For many data science scenarios, a single-table model is usually the go-to, but the truth is that RDBMS and table-like storages are important for more complex use cases, such as systems testing, replicating a database for customer segmentation, or even for data migrations between on-prem and the cloud. 

YData Fabric offers an easy-to-use and familiar interface through the SDK to support Multi-Table Synthesis. With the SDK and a few lines of code, users can replicate full relational databases while maintaining the consistency of all the keys and the statistical information of cross-table relations. 

[Berka](https://data.world/lpetrocelli/czech-financial-dataset-real-anonymized-transactions) is the dataset chosen to demo Fabric Multi-Table synthesis properties and interface. 
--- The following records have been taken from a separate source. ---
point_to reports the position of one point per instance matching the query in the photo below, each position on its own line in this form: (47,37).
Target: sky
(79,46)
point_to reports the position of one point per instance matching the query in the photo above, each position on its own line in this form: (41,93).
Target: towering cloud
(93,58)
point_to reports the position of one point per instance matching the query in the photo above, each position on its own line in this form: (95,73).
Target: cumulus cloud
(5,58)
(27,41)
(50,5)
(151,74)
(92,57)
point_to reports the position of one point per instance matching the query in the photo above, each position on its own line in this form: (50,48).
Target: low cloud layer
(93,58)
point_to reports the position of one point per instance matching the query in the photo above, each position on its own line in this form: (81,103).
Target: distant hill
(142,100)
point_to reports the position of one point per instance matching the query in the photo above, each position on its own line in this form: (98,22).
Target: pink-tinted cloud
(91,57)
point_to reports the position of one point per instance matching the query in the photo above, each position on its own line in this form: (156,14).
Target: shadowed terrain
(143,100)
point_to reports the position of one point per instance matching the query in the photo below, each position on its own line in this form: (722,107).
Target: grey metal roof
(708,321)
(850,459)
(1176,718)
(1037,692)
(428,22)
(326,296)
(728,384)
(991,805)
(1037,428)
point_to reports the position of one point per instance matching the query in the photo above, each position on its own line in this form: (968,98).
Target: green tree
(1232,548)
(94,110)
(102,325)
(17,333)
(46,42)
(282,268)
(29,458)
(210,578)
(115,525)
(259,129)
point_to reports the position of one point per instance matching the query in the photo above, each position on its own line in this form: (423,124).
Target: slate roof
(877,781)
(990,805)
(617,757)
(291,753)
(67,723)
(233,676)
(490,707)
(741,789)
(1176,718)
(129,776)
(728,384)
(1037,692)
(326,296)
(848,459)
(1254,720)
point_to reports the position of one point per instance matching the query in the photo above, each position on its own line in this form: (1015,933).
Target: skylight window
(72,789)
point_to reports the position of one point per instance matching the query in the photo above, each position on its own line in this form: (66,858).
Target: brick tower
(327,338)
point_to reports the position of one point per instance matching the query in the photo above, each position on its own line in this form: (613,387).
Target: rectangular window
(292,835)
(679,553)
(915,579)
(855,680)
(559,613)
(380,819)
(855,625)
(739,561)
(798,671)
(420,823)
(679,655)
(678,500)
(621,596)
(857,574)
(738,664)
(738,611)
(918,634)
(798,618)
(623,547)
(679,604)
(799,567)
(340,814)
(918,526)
## Getting the data from an RDBMS

We can load an RDBMS connector created through the Fabric platform using the code below.

In [1]:
from ydata.labs import Connectors
connector = Connectors.get(uid='<uid>', namespace='<namespace>').connector

Alternatively, the RDBMS connector can be created through the SDK.

In [None]:
from ydata.connectors.storages.rdbms_connector import MySQLConnector

USERNAME = '<username>'
PASSWORD = '<password>'
HOSTNAME = '<hostname>'
PORT = '3306'
DATABASE_NAME = '<database>'

conn_str = {
    "hostname": f'{HOSTNAME}',
    "username": f'{USERNAME}',
    "password": f'{PASSWORD}',
    "port": f'{PORT}',
    "database": f'{DATABASE_NAME}'
}

connector = MySQLConnector(conn_string=conn_str)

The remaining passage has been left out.